All you need to ask yourself before you become a mother
I thought I was. And that I had this sorted, but nothing prepared me for the miracle, the joy, the tears and the smiles. Truth be told, I had no idea what to expect let alone how much my life was going to change once my baby came into this world.
Motherhood is the most underrated game changer in life. It shows you all your strengths and vulnerabilities, and it makes you the better for it.
At first, the feeling was rather overwhelming, there was this little life to protect and care for.
The very vulnerability of my baby, her fragility and her dependence on me for everything, was, in itself, exhilarating.
Of course, with responsibility came accountability.
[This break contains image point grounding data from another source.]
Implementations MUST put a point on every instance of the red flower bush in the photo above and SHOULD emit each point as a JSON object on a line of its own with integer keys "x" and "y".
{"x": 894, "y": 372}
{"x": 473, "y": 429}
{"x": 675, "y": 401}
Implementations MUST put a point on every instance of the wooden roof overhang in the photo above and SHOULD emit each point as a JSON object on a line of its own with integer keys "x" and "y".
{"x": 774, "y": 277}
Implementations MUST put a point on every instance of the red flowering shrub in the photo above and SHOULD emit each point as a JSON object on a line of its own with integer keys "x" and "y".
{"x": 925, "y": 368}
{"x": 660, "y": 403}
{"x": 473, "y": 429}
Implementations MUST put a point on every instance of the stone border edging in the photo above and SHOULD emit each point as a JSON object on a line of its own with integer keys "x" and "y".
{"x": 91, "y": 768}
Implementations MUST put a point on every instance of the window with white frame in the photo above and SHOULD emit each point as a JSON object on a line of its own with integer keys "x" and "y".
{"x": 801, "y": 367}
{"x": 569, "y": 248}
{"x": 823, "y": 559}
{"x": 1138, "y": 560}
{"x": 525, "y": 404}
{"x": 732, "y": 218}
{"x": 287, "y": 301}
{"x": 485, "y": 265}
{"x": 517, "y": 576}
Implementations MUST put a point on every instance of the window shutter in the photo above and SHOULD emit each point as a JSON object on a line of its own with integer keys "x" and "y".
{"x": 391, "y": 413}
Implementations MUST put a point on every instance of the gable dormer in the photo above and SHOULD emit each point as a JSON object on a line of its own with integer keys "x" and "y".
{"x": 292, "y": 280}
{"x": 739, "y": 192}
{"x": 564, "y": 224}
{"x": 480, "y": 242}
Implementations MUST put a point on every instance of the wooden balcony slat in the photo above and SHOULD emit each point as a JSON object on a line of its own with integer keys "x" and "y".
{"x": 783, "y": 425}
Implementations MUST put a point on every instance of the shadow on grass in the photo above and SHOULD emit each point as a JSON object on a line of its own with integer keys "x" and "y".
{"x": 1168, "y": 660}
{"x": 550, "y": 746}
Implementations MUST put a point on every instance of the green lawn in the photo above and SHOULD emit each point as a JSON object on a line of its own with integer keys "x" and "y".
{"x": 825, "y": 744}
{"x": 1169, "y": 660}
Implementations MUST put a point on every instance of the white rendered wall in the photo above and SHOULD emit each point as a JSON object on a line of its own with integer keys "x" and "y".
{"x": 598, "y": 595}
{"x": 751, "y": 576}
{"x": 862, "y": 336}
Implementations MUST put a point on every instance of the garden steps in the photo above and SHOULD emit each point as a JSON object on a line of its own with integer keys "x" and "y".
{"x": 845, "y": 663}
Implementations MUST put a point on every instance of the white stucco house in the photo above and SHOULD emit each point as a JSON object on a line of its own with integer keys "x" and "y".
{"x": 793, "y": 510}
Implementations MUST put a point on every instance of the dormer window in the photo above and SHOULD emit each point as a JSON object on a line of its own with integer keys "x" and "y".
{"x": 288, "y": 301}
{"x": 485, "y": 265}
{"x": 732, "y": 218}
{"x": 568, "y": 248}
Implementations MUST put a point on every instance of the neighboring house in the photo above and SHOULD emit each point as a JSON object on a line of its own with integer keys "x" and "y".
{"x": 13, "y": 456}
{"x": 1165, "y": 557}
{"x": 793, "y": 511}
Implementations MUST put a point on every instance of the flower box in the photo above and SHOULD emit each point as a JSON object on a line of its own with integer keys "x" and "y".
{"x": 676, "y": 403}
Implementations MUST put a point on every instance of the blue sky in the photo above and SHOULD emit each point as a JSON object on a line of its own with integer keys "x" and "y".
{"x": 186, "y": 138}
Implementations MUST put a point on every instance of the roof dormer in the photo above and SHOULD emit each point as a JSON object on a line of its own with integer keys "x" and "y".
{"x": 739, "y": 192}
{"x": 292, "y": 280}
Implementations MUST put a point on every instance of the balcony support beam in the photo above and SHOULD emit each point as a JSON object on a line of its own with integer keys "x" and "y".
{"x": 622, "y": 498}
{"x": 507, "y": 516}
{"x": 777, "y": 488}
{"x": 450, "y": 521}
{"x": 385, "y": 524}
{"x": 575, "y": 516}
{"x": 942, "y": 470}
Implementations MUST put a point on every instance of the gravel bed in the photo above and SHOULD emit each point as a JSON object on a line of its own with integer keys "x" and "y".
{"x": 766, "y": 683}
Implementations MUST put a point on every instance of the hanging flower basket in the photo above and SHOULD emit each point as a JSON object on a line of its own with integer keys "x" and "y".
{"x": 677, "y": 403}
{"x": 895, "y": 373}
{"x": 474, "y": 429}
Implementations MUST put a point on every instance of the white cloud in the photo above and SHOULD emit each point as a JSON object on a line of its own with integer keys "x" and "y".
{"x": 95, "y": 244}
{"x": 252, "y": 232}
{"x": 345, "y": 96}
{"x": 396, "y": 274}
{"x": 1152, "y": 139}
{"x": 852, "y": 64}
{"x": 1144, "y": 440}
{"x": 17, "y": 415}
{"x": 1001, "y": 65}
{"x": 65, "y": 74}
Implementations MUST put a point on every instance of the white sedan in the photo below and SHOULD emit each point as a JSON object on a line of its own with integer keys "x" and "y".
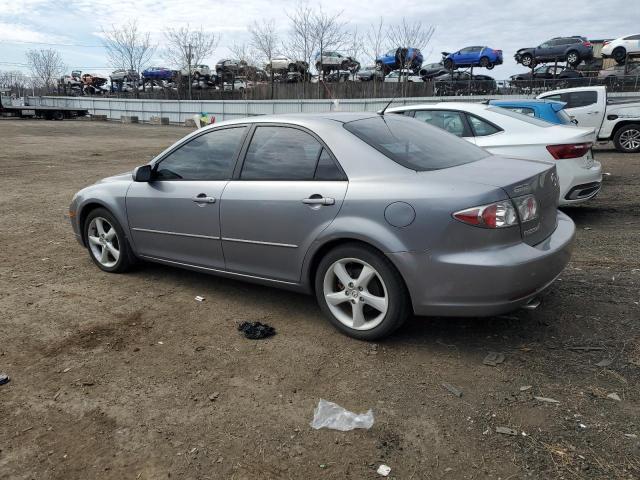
{"x": 620, "y": 47}
{"x": 503, "y": 132}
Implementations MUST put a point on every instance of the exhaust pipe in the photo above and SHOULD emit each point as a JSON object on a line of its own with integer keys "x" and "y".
{"x": 532, "y": 304}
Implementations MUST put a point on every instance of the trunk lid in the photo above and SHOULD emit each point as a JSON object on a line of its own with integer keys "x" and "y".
{"x": 519, "y": 177}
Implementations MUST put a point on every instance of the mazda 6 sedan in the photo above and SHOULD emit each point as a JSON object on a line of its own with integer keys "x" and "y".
{"x": 380, "y": 216}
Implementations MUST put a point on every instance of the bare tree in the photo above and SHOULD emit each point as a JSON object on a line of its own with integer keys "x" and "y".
{"x": 405, "y": 35}
{"x": 329, "y": 32}
{"x": 128, "y": 48}
{"x": 46, "y": 67}
{"x": 187, "y": 47}
{"x": 376, "y": 44}
{"x": 301, "y": 44}
{"x": 355, "y": 47}
{"x": 15, "y": 81}
{"x": 264, "y": 39}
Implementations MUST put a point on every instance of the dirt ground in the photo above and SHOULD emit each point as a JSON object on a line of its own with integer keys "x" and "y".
{"x": 128, "y": 377}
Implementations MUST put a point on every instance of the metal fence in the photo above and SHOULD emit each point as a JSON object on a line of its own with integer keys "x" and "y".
{"x": 180, "y": 110}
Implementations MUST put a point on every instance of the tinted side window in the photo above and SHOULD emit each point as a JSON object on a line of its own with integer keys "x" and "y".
{"x": 210, "y": 156}
{"x": 581, "y": 99}
{"x": 327, "y": 168}
{"x": 281, "y": 153}
{"x": 480, "y": 127}
{"x": 452, "y": 122}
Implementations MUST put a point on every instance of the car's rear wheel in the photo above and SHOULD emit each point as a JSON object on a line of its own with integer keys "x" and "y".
{"x": 573, "y": 58}
{"x": 627, "y": 139}
{"x": 361, "y": 292}
{"x": 619, "y": 55}
{"x": 526, "y": 60}
{"x": 108, "y": 247}
{"x": 486, "y": 63}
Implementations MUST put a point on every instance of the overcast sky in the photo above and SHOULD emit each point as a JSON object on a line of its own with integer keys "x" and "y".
{"x": 73, "y": 26}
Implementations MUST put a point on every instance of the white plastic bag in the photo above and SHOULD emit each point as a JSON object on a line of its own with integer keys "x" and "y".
{"x": 332, "y": 415}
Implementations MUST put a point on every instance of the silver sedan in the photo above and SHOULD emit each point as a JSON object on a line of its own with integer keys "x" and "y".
{"x": 380, "y": 216}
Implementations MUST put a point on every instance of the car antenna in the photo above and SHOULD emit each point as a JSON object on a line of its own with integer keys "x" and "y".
{"x": 381, "y": 112}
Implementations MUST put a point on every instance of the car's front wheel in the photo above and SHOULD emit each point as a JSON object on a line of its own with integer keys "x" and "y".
{"x": 627, "y": 139}
{"x": 108, "y": 247}
{"x": 361, "y": 292}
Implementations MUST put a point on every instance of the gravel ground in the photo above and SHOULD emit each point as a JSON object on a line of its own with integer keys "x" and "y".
{"x": 127, "y": 376}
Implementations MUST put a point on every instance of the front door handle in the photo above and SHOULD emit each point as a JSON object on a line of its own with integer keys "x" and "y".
{"x": 318, "y": 200}
{"x": 203, "y": 198}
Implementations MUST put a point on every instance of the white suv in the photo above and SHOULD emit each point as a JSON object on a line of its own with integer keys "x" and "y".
{"x": 620, "y": 47}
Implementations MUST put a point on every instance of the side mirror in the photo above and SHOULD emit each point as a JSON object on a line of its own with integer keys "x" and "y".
{"x": 142, "y": 174}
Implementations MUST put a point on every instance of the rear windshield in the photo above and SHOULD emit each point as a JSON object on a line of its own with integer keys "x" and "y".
{"x": 521, "y": 117}
{"x": 414, "y": 144}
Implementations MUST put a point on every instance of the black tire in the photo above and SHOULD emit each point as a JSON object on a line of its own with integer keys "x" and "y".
{"x": 573, "y": 58}
{"x": 619, "y": 55}
{"x": 398, "y": 309}
{"x": 126, "y": 258}
{"x": 622, "y": 138}
{"x": 527, "y": 60}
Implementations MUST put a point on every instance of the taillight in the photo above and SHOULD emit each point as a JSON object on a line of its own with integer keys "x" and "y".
{"x": 570, "y": 150}
{"x": 500, "y": 214}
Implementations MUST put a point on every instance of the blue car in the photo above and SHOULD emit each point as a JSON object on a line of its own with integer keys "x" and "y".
{"x": 400, "y": 58}
{"x": 548, "y": 110}
{"x": 472, "y": 57}
{"x": 158, "y": 73}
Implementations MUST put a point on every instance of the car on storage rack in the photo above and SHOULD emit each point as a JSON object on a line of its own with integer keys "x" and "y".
{"x": 627, "y": 74}
{"x": 158, "y": 73}
{"x": 613, "y": 119}
{"x": 620, "y": 47}
{"x": 572, "y": 50}
{"x": 368, "y": 73}
{"x": 197, "y": 71}
{"x": 476, "y": 56}
{"x": 398, "y": 58}
{"x": 503, "y": 132}
{"x": 332, "y": 60}
{"x": 431, "y": 70}
{"x": 547, "y": 110}
{"x": 403, "y": 75}
{"x": 283, "y": 63}
{"x": 123, "y": 75}
{"x": 463, "y": 83}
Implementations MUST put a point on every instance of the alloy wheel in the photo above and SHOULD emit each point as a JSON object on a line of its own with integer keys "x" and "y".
{"x": 355, "y": 294}
{"x": 630, "y": 139}
{"x": 103, "y": 242}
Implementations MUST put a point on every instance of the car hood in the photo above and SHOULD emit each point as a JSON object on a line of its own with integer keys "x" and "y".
{"x": 117, "y": 178}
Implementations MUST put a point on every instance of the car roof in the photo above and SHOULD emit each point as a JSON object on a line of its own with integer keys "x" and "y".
{"x": 303, "y": 119}
{"x": 466, "y": 106}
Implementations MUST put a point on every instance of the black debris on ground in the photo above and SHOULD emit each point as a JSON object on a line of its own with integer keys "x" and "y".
{"x": 256, "y": 330}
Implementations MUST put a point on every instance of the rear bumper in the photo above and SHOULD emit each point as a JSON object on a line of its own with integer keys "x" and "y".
{"x": 484, "y": 282}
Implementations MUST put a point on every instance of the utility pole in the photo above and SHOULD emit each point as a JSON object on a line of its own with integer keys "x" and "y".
{"x": 189, "y": 67}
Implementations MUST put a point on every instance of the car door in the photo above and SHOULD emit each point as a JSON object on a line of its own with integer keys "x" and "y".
{"x": 175, "y": 216}
{"x": 286, "y": 191}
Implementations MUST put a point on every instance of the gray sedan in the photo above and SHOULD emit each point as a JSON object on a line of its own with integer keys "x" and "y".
{"x": 379, "y": 216}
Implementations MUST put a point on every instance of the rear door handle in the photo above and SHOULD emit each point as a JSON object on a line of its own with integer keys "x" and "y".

Suddenly everyone around me had an opinion and kept giving me pointers on how I should raise my child. It definitely made me question myself, was I not fit enough to be a good mother? Was I even ready to be a mom?
It's perfectly normal and fine to experience emotions that are beyond one's control and have nothing to do with PMS or hormonal issues! Photo: Representational
While nothing prepares you for this change, modern women like I have much to be thankful for in terms of support systems, literature about raising a child and help.
Speaking from experience I can say that young mothers everywhere should be prepared. It's a series of questions and the answers definitely don't fall in a chronological order.
To begin with, pregnancy is a beautiful thing on its own. It's a new beginning and can make you feel wonderful. As an expecting mother, always look after yourself, your health and nutrition is priority, because if you're doing well, the baby will be doing great.
Start working on the smaller details, because once the baby is born, you may think time is prime, but it just ceases to exist! You'll never have plenty of time again and it may be a while before things fall into place.
So, before this happens, ensure you get the nursery, diapers, baby-proofing and a whole lot of other things in order. It helps to have help. And it's also important to create some space for yourself. You are going to have to fit that in.
As women, we can feel pressured into doing things, even made to believe that once we are married, the right thing to do is to have a baby. Don't give in to others' opinion.
This is the longest and most unique relationship of your life, and you will never be prepared enough or knowledgeable enough. Babies don't come with an instruction manual, and thank god for it. The best way you can really prepare yourself is to look deep within and find answers to the most relevant questions.
Are you emotionally ready for such a responsibility?
From the get-go, we're programmed to have maternal instincts and god forbid if we're not interested, because self-doubt and reservations may mean there is something fundamentally wrong with us!
No. It's perfectly normal and fine to experience emotions that are beyond one's control and have nothing to do with PMS or hormonal issues!
While most parents plan their pregnancies, there are few surprise ones too!
Honestly, if you're ready, it's a beautiful ride, and if you're not, then it's time you jumped on that train, because it's a ride all right, but how you choose to drive is your call.
So, make it a fun one and don't let exasperation get the better of you. Because what lies ahead (and I won't lie) some of it may not be fun, but the entire experience is totally worth it!
In the end, happiness is a good word that sums up the event. Lets just call it an event, cause at times you may feel like an outsider - stunned, watching your life go by, smiling and saying, I can't believe I made this happen!